Loin d’être une nouveauté, l’offre d’une vice-présidence a déjà été faite à Moustapha Niasse, dans les mêmes termes, en juillet 2006, contre une prolongation du mandat du président de la République de deux ans. Wade s’engageait à ne pas se représenter en 2009, s’il obtenait des garanties sur l’impunité de sa famille. Ce qui ramène la question sur la table, et de façon quelque peu urgente, c’est la santé défaillante du chef de l’Etat, contraint à des séjours répétés en Suisse et en France. L’évolution de sa maladie, quoiqu’il fasse preuve d’un courage remarquable, lui impose des cures douloureuses. Il y a trois mois, en plus de la résidence de l’ambassadeur, l’Etat du Sénégal s’est offert un immeuble de six étages en réfection, pour accueillir le président et sa cour en cas de « nécessité ». D’autant qu’entre le 10 et le 14 novembre derniers, il a été obligé de se rendre deux fois à Paris pour ses soins. Dans cette histoire, et Idrissa Seck le comprend peut-être mal, c’est moins sa personne qui compte, que les protections que Wade veut trouver à ceux de sa famille qui lui survivront. L’affaire est une grande fourberie faite à la morale républicaine. Abdoulaye Wade passe Idrissa Seck à la laveuse, le blanchit, et Idrissa Seck à son tour couvre le derrière d’Abdoulaye Wade. Tout simplement ! Après, ils iront dans les cours maraboutiques recueillir des prières pour que Dieu bénisse leur alliance.

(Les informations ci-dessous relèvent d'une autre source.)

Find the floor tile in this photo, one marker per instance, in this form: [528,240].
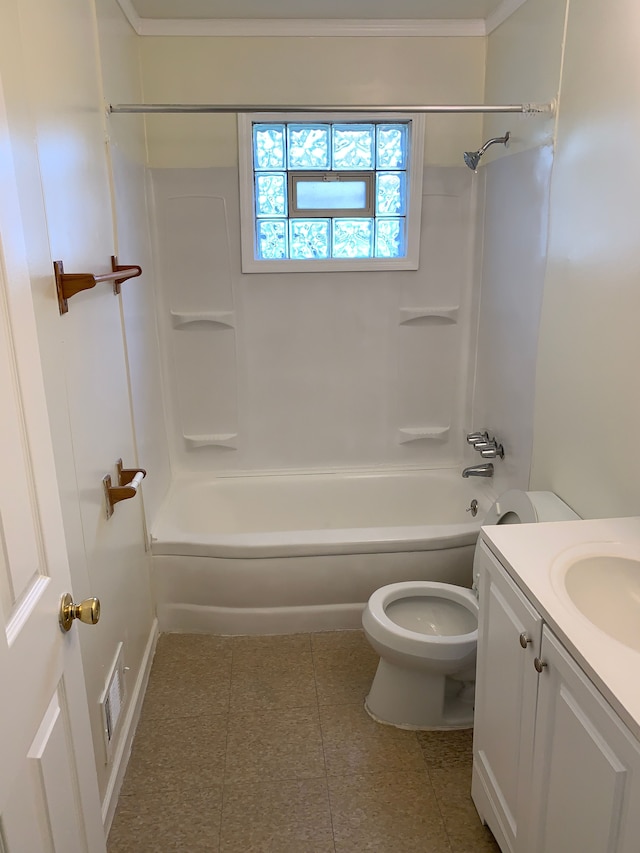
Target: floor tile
[191,675]
[166,821]
[280,647]
[354,743]
[273,674]
[276,817]
[386,813]
[344,665]
[183,753]
[282,744]
[447,749]
[466,833]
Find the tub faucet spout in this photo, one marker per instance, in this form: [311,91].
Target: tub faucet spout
[485,470]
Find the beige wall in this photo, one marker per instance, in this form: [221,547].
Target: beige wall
[588,404]
[305,71]
[524,56]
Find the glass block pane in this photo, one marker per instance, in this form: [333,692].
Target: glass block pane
[390,193]
[309,238]
[308,146]
[271,194]
[331,195]
[272,239]
[390,238]
[352,238]
[391,146]
[268,146]
[353,146]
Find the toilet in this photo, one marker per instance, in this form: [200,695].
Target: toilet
[426,634]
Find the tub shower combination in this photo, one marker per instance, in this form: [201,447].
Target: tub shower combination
[287,553]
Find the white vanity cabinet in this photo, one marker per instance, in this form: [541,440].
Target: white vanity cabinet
[554,768]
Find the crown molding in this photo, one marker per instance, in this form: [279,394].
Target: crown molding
[500,15]
[319,27]
[130,14]
[306,27]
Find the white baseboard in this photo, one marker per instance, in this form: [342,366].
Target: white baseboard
[129,725]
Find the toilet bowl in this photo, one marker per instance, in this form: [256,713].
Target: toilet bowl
[426,634]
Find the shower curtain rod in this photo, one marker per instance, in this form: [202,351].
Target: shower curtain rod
[526,109]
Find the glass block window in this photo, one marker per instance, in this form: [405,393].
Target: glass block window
[344,183]
[330,190]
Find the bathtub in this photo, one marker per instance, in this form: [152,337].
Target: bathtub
[287,553]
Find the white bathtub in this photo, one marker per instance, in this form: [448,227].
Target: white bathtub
[280,554]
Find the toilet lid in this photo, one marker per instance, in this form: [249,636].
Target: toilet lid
[518,507]
[512,507]
[432,615]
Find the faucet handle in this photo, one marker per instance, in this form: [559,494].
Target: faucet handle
[491,452]
[475,437]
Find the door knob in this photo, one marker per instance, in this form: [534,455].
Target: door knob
[88,611]
[524,640]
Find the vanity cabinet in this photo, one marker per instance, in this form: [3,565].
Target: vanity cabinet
[554,768]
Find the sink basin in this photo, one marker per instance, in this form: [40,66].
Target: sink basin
[606,589]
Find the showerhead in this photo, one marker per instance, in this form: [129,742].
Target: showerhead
[472,158]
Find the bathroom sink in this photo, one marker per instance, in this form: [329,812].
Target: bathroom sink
[606,589]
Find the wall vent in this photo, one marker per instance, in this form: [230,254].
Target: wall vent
[112,702]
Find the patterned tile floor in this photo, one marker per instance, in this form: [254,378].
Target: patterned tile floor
[262,745]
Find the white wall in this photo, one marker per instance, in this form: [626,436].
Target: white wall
[587,401]
[318,370]
[524,58]
[126,148]
[512,275]
[305,71]
[49,60]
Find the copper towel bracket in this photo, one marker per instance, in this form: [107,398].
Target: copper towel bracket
[128,481]
[68,284]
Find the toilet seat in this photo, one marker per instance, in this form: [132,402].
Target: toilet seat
[381,627]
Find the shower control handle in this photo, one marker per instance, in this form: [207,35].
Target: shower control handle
[492,451]
[475,437]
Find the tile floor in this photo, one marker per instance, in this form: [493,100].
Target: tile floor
[262,745]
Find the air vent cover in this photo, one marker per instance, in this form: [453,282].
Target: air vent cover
[112,702]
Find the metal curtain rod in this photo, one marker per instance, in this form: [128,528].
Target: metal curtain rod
[527,109]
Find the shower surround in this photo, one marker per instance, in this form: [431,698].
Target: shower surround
[312,371]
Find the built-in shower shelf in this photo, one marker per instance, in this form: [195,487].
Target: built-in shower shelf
[425,316]
[407,434]
[224,439]
[219,319]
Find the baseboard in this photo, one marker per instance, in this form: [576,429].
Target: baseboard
[129,725]
[194,619]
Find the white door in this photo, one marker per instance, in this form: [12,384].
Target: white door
[48,788]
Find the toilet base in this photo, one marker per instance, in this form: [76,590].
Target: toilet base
[418,700]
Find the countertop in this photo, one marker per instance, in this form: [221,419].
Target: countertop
[533,555]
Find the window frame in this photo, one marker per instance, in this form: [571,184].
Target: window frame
[252,264]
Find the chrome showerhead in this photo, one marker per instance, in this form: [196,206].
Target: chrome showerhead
[472,158]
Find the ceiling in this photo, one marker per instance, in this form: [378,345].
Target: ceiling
[418,10]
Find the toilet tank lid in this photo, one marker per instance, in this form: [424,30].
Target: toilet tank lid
[530,507]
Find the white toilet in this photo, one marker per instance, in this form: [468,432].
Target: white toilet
[426,634]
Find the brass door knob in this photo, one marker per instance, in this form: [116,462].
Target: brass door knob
[524,640]
[88,611]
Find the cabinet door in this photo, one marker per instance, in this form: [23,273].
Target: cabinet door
[506,685]
[586,771]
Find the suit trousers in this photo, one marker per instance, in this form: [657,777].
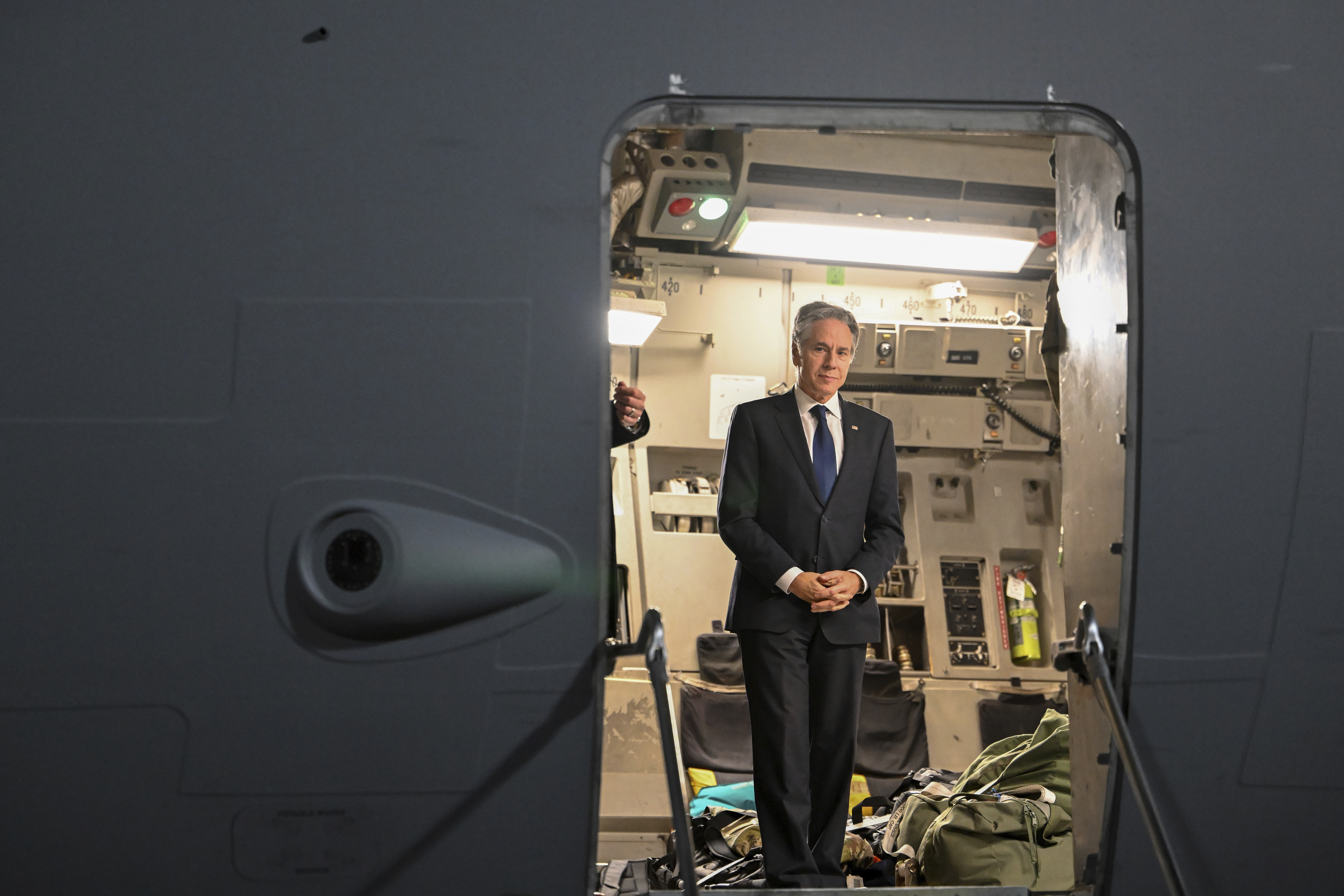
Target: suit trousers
[803,694]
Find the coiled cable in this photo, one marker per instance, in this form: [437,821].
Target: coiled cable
[992,394]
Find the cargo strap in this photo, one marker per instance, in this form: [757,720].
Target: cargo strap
[1088,660]
[652,647]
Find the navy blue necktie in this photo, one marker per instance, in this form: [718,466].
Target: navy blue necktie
[823,453]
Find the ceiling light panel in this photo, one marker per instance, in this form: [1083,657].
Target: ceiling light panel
[882,241]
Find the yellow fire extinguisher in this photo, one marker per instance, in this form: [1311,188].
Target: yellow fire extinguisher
[1023,628]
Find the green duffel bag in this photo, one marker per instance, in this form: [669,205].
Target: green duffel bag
[1006,823]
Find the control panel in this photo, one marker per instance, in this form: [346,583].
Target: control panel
[961,597]
[983,351]
[966,613]
[968,653]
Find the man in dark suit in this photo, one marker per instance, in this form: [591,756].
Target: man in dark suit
[808,504]
[630,424]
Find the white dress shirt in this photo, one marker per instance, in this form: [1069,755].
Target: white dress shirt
[810,431]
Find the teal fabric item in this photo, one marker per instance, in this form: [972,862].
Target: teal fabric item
[728,796]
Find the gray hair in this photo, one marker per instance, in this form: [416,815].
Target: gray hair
[814,312]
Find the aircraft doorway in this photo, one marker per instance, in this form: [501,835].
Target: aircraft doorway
[988,257]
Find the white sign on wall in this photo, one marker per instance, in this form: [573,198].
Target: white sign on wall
[726,393]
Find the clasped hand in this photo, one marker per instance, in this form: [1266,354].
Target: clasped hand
[826,592]
[630,405]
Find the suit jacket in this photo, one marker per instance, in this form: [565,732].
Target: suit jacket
[772,516]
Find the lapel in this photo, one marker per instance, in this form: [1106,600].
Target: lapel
[791,425]
[851,445]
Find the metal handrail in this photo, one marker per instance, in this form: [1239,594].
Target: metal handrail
[652,645]
[1088,660]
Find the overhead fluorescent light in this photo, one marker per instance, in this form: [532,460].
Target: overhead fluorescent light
[632,320]
[896,242]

Ce qui est choquant, ce n’est pas que Wade choisisse Idrissa Seck ou son fils. Tous, autour de lui, sont vomis par les mêmes laves. Le sopiste a appris à ses petits tout ce qu’il sait faire en matière politique. Le plus inacceptable, c’est l’idée même qu’il se cherche un dauphin, un successeur, comme si le Sénégal était sa propriété. Quand Paul Biya, qui n’est quand même pas un exemple de vertu, a été interrogé sur le même plateau de France 24, dans les mêmes termes, il a répondu au journaliste qu’on ne peut pas parler de dauphin en démocratie. Même les dictateurs repentis se gardent de certaines bouffonneries. Si la désignation de Karim Wade est inacceptable, le montage en vue l’est tout autant.
Les libéraux font un calcul simpliste. Réunis, ils ne font pas la majorité du pays, ils font la totalité. Avec Fada chef de l’opposition, que Wade vient de rappeler à ses côtés, ils contrôlent l’Assemblée nationale et le Sénat. S’ils décidaient de mettre à exécution leur plan macabre, rien ne pourrait les arrêter. Ils font encore une fois passer des solidarités de chapelle avant les exigences républicaines. Mais ils seraient naïfs de ne pas penser à la journée du 20 novembre, et à ce qu’elle peut produire de nouveau. Même quand on dirige une bande de demeurés, on ne peut pas tout se permettre.